Flag Day

Pledge allegiance to powerful arts projects

"I wanted to reach out to artists who fit into the 'if you build it they will come,' zeitgeist," artist Thais Mather tells SFR. "I was looking for artists that created DIY movements in their communities, to give those communities something unique— something brilliant and beautiful."

She's referring to Flags of Resilience, an ongoing series of commissioned works—namely, 3-by-5-foot flags created by artists from near and far—sponsored by and sold through form & concept gallery (435 S Guadalupe St., 780-8312) and Zane Bennet Contemporary Art. The original idea, Mather says, came about in response to the COVID-19 pandemic as a means for artists to consider its implications to humankind alongside longstanding issues of racism and oppression brought to a particularly intense head of late following the murders of Breonna Taylor and George Floyd by police and Ahmaud Arbery by white supremacists—among countless others. Any proceeds made from sales go to the cause of the artists' choice, and subsequent artists are chosen by the last featured solo person or group to design a flag.

"We asked artists of color, female artists, queer artists, graffiti artists and tattoo artists to create a different narrative around the symbol of a flag with us," Mather explains. "The flag is loaded, right?
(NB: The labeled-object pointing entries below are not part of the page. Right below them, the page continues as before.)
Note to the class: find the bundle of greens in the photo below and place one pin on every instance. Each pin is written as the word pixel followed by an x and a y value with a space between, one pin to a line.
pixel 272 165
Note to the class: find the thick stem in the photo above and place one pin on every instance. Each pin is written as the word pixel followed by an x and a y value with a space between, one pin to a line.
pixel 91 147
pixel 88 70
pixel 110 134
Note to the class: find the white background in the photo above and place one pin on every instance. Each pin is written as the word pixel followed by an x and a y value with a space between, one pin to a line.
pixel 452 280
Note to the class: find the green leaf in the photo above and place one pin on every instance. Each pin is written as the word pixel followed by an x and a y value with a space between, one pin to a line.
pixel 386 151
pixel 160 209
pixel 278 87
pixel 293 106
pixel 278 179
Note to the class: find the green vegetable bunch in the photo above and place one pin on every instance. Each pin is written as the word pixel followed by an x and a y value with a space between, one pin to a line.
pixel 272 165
I always like to subvert icons and challenge people with new concepts."

So far, the series has featured work by Denver-based muralists Jaime Molina and Pedro Barrios, who together create under the moniker The Worst Crew. They released their flag in July, and for their cause, Barrios and Molina chose the Denver branch of the International Rescue Committee, a worldwide nonprofit that helps the displaced through monetary and direct actions—notably, within 72 hours of a crisis.

"Our concept wasn't to memorialize in the sense of loss, but more to illustrate and document the important moment we are all currently living in," the artists say in an interview on the form & concept site. "When the lockdown first started several months ago, we felt like there was much potential for us to have a massive collective shift. Everyone was faced with hardship as well being stripped of their routines and, in a sense, their lifestyles. This drastic change forced people to see through to what was most important to them and their families."
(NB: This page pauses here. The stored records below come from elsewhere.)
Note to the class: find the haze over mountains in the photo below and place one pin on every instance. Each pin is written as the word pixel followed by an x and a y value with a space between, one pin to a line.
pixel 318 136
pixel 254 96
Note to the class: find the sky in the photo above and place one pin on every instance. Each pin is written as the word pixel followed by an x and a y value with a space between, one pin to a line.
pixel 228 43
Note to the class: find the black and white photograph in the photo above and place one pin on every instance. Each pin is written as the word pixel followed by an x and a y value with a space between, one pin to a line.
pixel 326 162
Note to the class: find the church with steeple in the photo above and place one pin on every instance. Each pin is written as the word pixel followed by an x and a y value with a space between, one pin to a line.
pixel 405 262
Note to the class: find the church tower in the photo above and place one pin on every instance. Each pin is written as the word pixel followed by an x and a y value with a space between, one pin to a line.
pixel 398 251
For the project's next featured artist, Barrios and Molina chose Brooklyn-based creator, tattooer and activist Tamara Santibanez. Working within the talavera style, which is more often associated with ceramics, Santibanez's flag features deceptively simple and colorful designs that ride the fence between talavera and traditional tattoo imagery. The words "A Future" are emblazoned across its center. For Santibanez, the future's worth fighting for, even if it's a particularly fraught topic at the moment. It's an election year. The world's on fire. People are terrified. What hope is even left?
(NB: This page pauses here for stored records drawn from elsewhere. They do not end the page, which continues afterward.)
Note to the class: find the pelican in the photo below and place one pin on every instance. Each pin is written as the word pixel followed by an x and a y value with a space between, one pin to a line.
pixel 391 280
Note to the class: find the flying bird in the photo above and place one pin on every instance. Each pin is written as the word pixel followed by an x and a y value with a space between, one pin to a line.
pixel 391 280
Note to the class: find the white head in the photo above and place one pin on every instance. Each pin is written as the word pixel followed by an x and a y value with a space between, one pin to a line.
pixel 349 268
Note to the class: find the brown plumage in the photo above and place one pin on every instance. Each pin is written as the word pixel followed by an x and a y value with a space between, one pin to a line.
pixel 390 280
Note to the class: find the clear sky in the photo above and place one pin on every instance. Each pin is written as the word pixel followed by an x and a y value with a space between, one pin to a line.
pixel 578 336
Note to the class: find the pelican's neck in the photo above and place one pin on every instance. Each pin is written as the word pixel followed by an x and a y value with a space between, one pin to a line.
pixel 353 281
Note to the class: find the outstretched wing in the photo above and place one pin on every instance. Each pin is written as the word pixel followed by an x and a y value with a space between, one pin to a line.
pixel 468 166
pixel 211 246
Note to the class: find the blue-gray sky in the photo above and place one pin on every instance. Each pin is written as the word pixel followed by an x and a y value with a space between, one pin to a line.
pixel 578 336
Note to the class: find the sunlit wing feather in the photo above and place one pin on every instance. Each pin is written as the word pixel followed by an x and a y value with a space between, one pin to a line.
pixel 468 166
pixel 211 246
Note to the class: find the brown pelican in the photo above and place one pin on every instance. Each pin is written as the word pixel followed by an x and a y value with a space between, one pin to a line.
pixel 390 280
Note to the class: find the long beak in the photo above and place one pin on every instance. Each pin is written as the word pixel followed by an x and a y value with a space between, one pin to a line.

"I've found myself looking more towards sci-fi and speculative fiction in the last year, and the idea that working towards a new and better world first requires imagining something that doesn't exist," she tells SFR. "Envisioning a future can be the first step in radically reconsidering our contemporary actions. I wanted the idea of future to be a hopeful one, but to also make space for the reality that 'future' is not a static concept or a singularly defined idea. 'Future' can look like many different things depending on who is doing the imagining, and can be responsive to our changing selves and realities."

Given Barrios and Medina's take on the present, it's an apt continuation of Mather's project and, looking deeper, a closer look at the America known to its non-white denizens who so often wind up marginalized. A flag is indeed loaded, even if it's become akin to background noise at this point. By shaking up our preconceived notions about what they might stand for, deconstructing their meaning feels decidedly radical.

"Flags of Resilience is creating new imagery, new iconography, new concepts around what it means to be American," Mather says.

Today, right now—and for the foreseeable future at least, all Americans share the pandemic. Quarantine has been a bit of a socio-economic leveler—though someone recently told me "We're in the same storm, not the same boat," and that felt wise. Maybe it's just that we've all been trying better to take care of others lately, and though the conditions may change from place to place, we now all know a thing or two about quarantine. Mix that with Santibanez's talavera design, one which she says often conjures deeply personal images and a sense of home, and there's a lot more to unpack than a quick glance at a small flag.

"Quarantine certainly had me thinking differently about the concept of home, but also about the divide between interior and exterior spaces," Santibanez says. "I felt like it made me hyper aware of my interior world and what I connected with outside of it—socializing, walking, seeing neighborhoods other than my own—there is a certain comfort in talavera for me that does have to do with its ubiquitousness in Mexican households and interior design."

Proceeds from Santibanez's flag will go to F2L (Freedom to Live), a New York-based nonprofit that raises commissary bucks for incarcerated LGBTQIA2+ people in New York State.

Flags are available in the gallery or at formandconcept.center.